Por Luis Felipe Miguel
Na Folha de ontem, Juliano Spyer, que é antropólogo, ao que parece especializado no estudo de fiéis evangélicos, assina um artigo intitulado “É a família, estúpido!”
É a velha questão da incapacidade da esquerda dialogar com o eleitorado evangélico. Mais para o final do texto, um conjunto de observações, atribuído ao pastor Henrique Vieira, resume o argumento:
“A esquerda abdicou de falar de família por entendê-la apenas como reprodutora do patriarcado. Também abdicou de falar do amor porque isso ‘não é racional’ (além de ser ‘cafona’); e abdicou de falar de vida porque defender a vida seria ser contra o aborto.

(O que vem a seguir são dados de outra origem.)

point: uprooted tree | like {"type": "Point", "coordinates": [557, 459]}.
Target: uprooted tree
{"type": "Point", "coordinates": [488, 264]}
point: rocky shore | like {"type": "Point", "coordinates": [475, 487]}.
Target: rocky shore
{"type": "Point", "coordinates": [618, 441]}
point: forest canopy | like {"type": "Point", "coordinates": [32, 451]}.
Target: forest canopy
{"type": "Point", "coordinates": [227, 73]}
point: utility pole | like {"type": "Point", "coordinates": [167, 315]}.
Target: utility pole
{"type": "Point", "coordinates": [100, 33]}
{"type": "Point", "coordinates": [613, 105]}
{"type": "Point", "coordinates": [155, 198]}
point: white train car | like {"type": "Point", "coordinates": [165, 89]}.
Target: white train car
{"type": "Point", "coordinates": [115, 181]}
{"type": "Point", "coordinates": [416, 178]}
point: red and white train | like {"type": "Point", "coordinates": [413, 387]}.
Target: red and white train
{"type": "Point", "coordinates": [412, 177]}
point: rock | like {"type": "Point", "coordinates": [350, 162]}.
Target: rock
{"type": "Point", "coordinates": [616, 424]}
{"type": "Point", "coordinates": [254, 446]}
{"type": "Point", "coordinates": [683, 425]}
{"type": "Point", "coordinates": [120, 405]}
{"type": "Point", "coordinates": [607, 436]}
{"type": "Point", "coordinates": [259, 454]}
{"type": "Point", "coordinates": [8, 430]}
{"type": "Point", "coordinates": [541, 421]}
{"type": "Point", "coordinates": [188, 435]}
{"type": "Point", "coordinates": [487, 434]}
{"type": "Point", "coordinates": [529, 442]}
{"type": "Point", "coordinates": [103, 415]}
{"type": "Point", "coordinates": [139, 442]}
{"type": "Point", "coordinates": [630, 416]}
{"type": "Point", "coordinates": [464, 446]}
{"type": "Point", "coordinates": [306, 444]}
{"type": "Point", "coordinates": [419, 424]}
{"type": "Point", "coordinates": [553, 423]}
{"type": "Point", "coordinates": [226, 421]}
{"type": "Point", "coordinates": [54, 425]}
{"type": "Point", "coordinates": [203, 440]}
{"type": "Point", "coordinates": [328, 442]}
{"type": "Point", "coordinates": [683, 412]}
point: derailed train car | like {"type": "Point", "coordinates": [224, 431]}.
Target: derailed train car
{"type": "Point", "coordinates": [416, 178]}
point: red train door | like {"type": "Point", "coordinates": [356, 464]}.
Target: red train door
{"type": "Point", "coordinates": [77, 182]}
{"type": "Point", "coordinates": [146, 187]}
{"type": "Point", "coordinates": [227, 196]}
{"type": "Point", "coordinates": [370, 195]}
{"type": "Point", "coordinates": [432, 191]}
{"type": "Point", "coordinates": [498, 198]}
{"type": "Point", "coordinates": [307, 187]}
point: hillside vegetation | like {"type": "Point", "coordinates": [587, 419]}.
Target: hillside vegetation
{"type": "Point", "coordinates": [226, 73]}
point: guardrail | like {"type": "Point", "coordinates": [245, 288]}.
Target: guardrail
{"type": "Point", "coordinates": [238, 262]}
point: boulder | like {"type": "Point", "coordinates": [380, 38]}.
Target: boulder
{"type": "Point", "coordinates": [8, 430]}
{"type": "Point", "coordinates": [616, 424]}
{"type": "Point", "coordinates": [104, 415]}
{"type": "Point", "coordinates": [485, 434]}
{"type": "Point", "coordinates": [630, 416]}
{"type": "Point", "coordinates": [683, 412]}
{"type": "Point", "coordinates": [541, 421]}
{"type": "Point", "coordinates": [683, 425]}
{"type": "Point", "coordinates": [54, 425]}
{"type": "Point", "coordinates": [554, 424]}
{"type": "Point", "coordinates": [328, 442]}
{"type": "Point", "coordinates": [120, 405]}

Henrique defende que progressistas guardem suas cartilhas e palavras de ordem, e dialoguem com evangélicos usando como idioma a defesa da vida, do amor e da família”.
Trata-se de uma distorção interessada.
Como a esquerda não fala de “vida”? A defesa da vida das mulheres, da população negra, dos povos indígenas, das pessoas LGBT, dos miseráveis e dos despossuídos, tudo isto está no centro do discurso da esquerda. (A posição antiarmamentista também serviria de exemplo.)
A esquerda não fala de “amor”? Mas o tema piegas do “amor contra o ódio” é repetido ad nauseam.
E é por reafirmar que qualquer maneira de amor vale a pena que a esquerda expande sua defesa da “família” para além do formato convencional.
O que se está querendo dizer, com essa crítica falsa, é que a esquerda deveria assumir o discurso religioso conservador sobre família, amor e vida, abdicando de tensioná-lo.
Abrindo mão, em suma, do combate a múltiplas formas de dominação e opressão.
Sem discutir o cerceamento da autonomia das mulheres, a negação dos direitos das crianças, as agressões às pessoas LGBT, os ataques a religiões de matriz africana…
E chegando a episódios lamentáveis, como o desfile de políticos ajoelhados pedindo apoio divino para suas campanhas ou a declaração de nosso candidato presidencial, ontem, colocando a Bíblia em pé de igualdade com a Constituição.
É o de sempre: nunca falta um spin doctor para dizer que o caminho para a esquerda é deixar de ser de esquerda.